もっぱらISのssを書いていたのですが、最近あまり筆が進まず、リフレッシュがてら書いてみました、俺ガイルです。私は俺ガイルはいろはす派です。次点でルミルミ。次小町。
そうですロリコンです。大丈夫、罵倒はご褒美です。
というわけで、良かったら見てやってください。

いろはす~


病院編
第一話 比企谷八幡の青春は変わらず、されど変化の兆しを見せる。


 突然ではあるが、俺ーー比企谷八幡(ひきがやはちまん)の中学生活は暗黒だった。ろくに話す相手もおらず、それほど仲の良くないクラスメートの唐突な話に適当に相槌をうち、女子の何気無い仕草に幾度となく勘違いを繰り返した。一体、この三年間でどれだけの黒歴史が刻まれたのだろう。…やばい、思い出したくない。思い出したらただでさえ不人気な目から水が溢れだしそう。

 俺の顔の中で唯一の不人気、目。周りの奴らからは「腐ってる」とさえ言われるほど酷いらしい。この目さえなければ整った好青年だと自負できるのだが。愛しい愛しい妹、小町に言わせれば、「目さえまともなら見られるレベル」。あれ、目がまともでも駄目じゃね?

 と、まあ長々と愚痴を垂れ流していたわけだが。なんだかんだ言っても俺もまだまだ夢見たい中学生。中学は無理だったが高校こそは!と思うわけですよ。で、頑張った。超頑張ったね、俺。苦手だった数学を含め猛勉強の末に、同じ中学から誰も進学しない千葉市立総武高等学校を受験し、見事合格した。これで俺の過去を知るものは高校にいない。つまり、高校からは「友達のいる明るい俺」という人物像を一から作り上げることができる。所謂、「高校デビュー」というやつだ。

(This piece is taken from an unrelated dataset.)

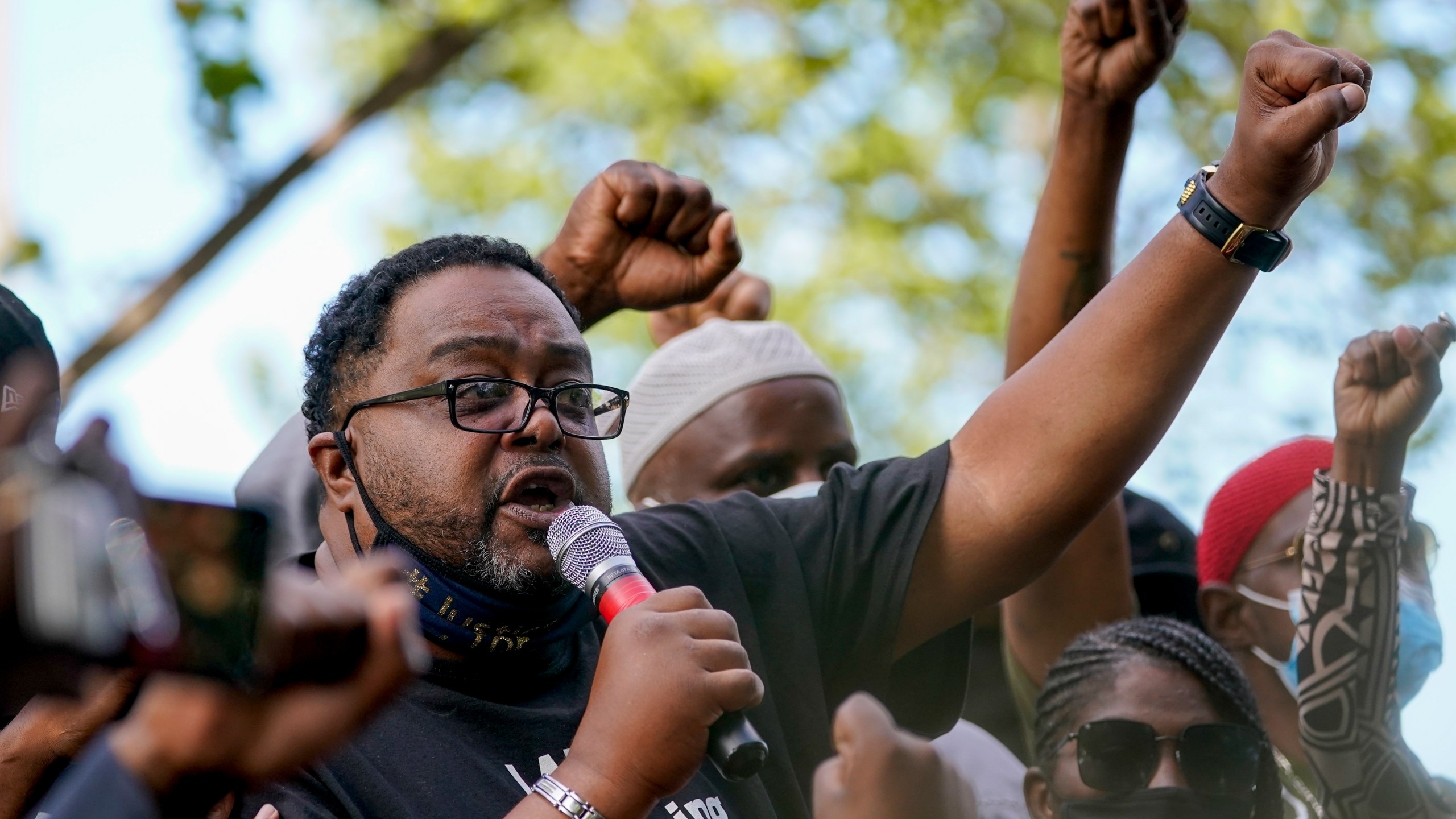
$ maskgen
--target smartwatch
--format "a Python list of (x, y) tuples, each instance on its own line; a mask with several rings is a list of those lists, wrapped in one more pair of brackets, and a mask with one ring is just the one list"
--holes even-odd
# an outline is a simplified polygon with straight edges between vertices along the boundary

 人間関係なんてものは環境の変化で簡単にリセットできる。だから、俺は性に合わない努力を重ね、その環境の変化に懸けた。少しはまともに青春ってやつを楽しめる高校生活が訪れることを信じてーーー

 

 

 

 

 

 

 

 

 

 

 

 

 

 

 

 

 

 

 

 

 

 ーーいた時期もありましたよ、俺にも。どうやら、人は簡単には変われないらしい。

 あれは、待ちに待った総武高校入学式。俺は最初の印象が大事だと思い、式が始まる二時間前に家を出た。一番乗りでクラスに行けば、少なくとも二番目に来た奴は俺に声をかける。つまり、その時点で「クラスメートに認識される」という第一関門は越えることができると考えたからだ。因みに、俺の作戦をお袋と愛しの小町に話すと、同情の眼差しで泣かれた。解せぬ。

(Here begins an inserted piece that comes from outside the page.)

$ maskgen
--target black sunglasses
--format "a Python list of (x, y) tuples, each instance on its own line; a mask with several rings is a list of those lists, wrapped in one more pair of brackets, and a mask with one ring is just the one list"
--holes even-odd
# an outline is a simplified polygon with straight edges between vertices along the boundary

 とまあ、そんなこんなで家を出た俺は新品の自転車を走らせて学校へ向かっていた。このままだと教室で一眠りできるまである……などと考えていた頃だっただろうか、反対側の歩道を、犬を連れた女の子が走っていた。いや、どちらかというと犬に引っ張られている感じだったか。危なっかしい感じがして目を離せなくなり、暫く目で追っていたのだが……

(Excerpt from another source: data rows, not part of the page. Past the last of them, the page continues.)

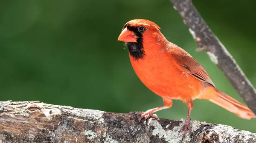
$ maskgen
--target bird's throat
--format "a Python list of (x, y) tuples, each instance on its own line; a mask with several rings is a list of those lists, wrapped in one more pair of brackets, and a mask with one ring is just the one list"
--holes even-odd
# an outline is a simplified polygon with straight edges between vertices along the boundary
[(136, 60), (143, 58), (145, 53), (143, 49), (142, 39), (140, 40), (139, 38), (138, 38), (137, 43), (128, 42), (126, 43), (126, 45), (130, 55), (134, 58)]

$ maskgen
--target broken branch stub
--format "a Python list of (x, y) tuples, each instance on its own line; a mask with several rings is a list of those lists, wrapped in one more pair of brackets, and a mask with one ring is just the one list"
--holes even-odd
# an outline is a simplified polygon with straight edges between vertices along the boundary
[[(179, 143), (182, 121), (107, 112), (39, 101), (0, 102), (0, 143)], [(256, 135), (192, 121), (183, 143), (255, 143)]]

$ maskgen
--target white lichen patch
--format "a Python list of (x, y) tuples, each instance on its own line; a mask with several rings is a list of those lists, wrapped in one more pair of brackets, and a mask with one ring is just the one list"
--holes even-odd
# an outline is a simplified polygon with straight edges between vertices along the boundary
[(112, 137), (108, 137), (104, 141), (104, 143), (118, 143), (118, 142), (112, 139)]
[(190, 34), (191, 34), (191, 35), (192, 35), (193, 39), (195, 39), (195, 38), (196, 37), (195, 33), (195, 32), (193, 31), (192, 31), (192, 29), (191, 29), (191, 28), (189, 28), (189, 32), (190, 32)]
[(103, 137), (106, 137), (107, 136), (107, 133), (105, 132), (103, 132)]
[(168, 130), (166, 131), (163, 129), (157, 121), (153, 121), (152, 118), (148, 120), (148, 125), (153, 126), (154, 127), (152, 131), (153, 135), (157, 135), (160, 138), (163, 137), (166, 141), (170, 143), (178, 143), (181, 140), (181, 137), (178, 135), (178, 131)]
[(237, 143), (247, 143), (249, 140), (253, 141), (251, 143), (256, 142), (255, 134), (249, 131), (237, 130), (230, 126), (219, 124), (208, 130), (210, 132), (207, 135), (207, 137), (210, 138), (213, 134), (217, 134), (220, 143), (227, 142), (227, 138), (232, 142), (236, 140), (235, 142)]
[(90, 130), (84, 131), (84, 135), (87, 136), (86, 138), (90, 140), (98, 137), (96, 133)]
[(63, 112), (72, 116), (78, 116), (87, 120), (97, 120), (101, 123), (104, 122), (102, 116), (105, 112), (98, 110), (74, 108), (72, 110), (62, 109)]
[(206, 52), (209, 56), (210, 59), (215, 64), (218, 64), (218, 57), (214, 53), (210, 52)]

 急に、犬のリードが切れた。そして、そのまま犬は、女の子を置き去りにしたまま俺の方に走ってくる。おいおい、道路に出たら危ないだろ……とか考えてた正にその時。

 

 対向車線からけたたましいクラクションを鳴らしながら、黒塗りの車が走ってきた。

 

 そこからはよく覚えてない。覚えているのは、自転車を捨てて車道に飛び込む感覚と、全身を駆け巡る鈍い痛みにやたら吠える犬の鳴き声。

 まぁ、つまりだ。

 

 俺は入学式当日に、犬を庇って車に轢かれたわけだ。薄れゆく意識の中で、俺は問わずにはいられなかった。

 これ、何てアニメ展開?

 

 

 

 

 

 

 

 

 

 

 

 

 

 

 

 

 

 

 

 なんてことがあって、俺は入院。命に別状は無いらしいが、足を中心に打撲や骨折、全治一ヶ月だと言われた。小町には泣かれ、お袋には罵倒された。「無茶するな」と。それもまあ大変だったが、俺はぼんやりと学校のことを考えていた。俺は初日からこの有り様。たとえ俺がいなくとも学校の時間は進む。元より、俺という歯車は既に学校という枠組みからはみ出しているまである。学生復帰は五月から、既に仲良しグループは出来上がっているだろう。

 必然的に、高校でもぼっちが決定した瞬間だった。

 

「っはぁ……」

 

 あれから一週間。やることと言えば小町に持ってきてもらった文庫本を読み漁るだけ。今までと何も変わらない。結局、俺の性に合わん努力で分かったことは、人は簡単には変われないということだけ。どうあっても、俺という人間は一人に縁があるようだ。このまま高校でも中学の時と同じ、ぼっちとしてひっそりと過ごしていくだけなんだろうなぁ。いっそぼっちを極めるか、なんてことすら考え出した。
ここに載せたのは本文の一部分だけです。